You can analyze them the way you want or load them in the Timeline/Performance tab of Chrome like so:

  1. Locate and decompress your trace:
# first you need to locate and decompress the trace

$ cd .speedracer
$ ls
text-fixtures-multiple
$ cd text-fixtures-multiple
$ ls
render-60-frames.speedracer
render-60-frames.trace.gz
search-10e4-first-primes-very-long.speedracer
search-10e4-first-primes-very-long.trace.gz
$ gunzip render-60-frames.trace.gz
  1. Load it in Chrome Devtools or use DevTools Timeline Viewer and enjoy :tada:

Reports

Reports are json files with the .speedracer extension.

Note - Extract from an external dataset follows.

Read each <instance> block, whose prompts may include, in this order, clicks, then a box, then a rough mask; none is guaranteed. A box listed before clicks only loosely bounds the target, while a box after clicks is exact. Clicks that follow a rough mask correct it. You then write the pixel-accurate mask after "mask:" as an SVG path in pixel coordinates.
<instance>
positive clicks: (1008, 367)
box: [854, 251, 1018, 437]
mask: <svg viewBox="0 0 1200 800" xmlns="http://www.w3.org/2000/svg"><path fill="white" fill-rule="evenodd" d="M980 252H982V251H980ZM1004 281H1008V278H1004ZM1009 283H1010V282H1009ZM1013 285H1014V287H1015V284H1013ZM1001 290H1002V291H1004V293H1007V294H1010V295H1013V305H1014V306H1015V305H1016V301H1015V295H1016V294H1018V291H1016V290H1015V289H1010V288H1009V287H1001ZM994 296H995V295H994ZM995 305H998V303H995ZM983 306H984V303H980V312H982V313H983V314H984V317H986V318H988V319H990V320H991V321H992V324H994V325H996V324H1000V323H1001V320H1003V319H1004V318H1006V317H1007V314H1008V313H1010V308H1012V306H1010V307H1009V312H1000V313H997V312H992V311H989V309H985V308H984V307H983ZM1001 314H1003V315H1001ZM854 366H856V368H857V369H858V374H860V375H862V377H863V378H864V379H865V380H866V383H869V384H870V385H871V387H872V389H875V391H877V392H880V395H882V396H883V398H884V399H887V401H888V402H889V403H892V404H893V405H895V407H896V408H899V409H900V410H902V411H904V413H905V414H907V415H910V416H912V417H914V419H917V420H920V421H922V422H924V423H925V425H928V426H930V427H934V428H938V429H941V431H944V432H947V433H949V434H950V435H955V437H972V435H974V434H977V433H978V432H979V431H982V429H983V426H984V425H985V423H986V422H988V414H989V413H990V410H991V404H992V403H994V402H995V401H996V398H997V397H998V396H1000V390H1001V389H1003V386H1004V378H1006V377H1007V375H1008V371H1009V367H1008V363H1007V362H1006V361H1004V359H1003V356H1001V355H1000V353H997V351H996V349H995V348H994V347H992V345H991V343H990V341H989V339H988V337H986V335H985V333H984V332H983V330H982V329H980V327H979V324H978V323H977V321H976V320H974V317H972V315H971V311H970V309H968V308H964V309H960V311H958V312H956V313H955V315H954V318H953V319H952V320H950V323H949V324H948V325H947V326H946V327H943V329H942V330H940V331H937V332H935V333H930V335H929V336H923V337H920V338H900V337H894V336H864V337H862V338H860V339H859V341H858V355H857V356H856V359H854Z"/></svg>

They provide a performance summary for a given race.

Here is the format:

{
  "meta": {
    "title": "render 60 frames",
    "group": "test-fixtures-multiple",
    "id": "render-60-frames"
  },
  "profiling": {
    "categories": {
      "scripting": 13.217000007629395,
      "rendering": 11.370999991893768,
      "painting": 9.248999938368797
    },
    "events": {
      "Animation Frame Fired": 7.994999974966049,
      "Composite Layers": 7.0119999796152115,
      "Update Layer Tree": 6.503000020980835,
      "JS Frame": 5.1060000360012054,
      "Recalculate Style": 4.867999970912933,
      "Paint": 2.236999958753586,
      "Run Microtasks": 0.11599999666213989
    },
    "functions": {
      "FireAnimationFrame": 7.994999974966049,
      "CompositeLayers": 7.0119999796152115,
      "UpdateLayerTree": 6.503000020980835,
      "UpdateLayoutTree": 4.867999970912933,
      "f:render@24": 2.32600000500679,
      "Paint": 2.236999958753586,
      "f:requestAnimationFrame@": 2.1010000109672546,
      "f:ws.onmessage@24": 0.1940000057220459,
      "f:finishRace@24": 0.15600000321865082,
      "f:@": 0.1300000101327896,
      "RunMicrotasks": 0.11599999666213989,
      "f:Promise@": 0.10099999606609344,
      "f:startRace@24": 0.09800000488758087
    }
  },
  "rendering": {
    "firstPaint": 0.00805,
    "fps": {
      "mean": 60.98,
      "variance": 3.9,
      "sd": 1.97,
      "lo": 56.92,
      "hi": 63.47
    }
  }
}

You can display, analyze or compare them depending on your needs.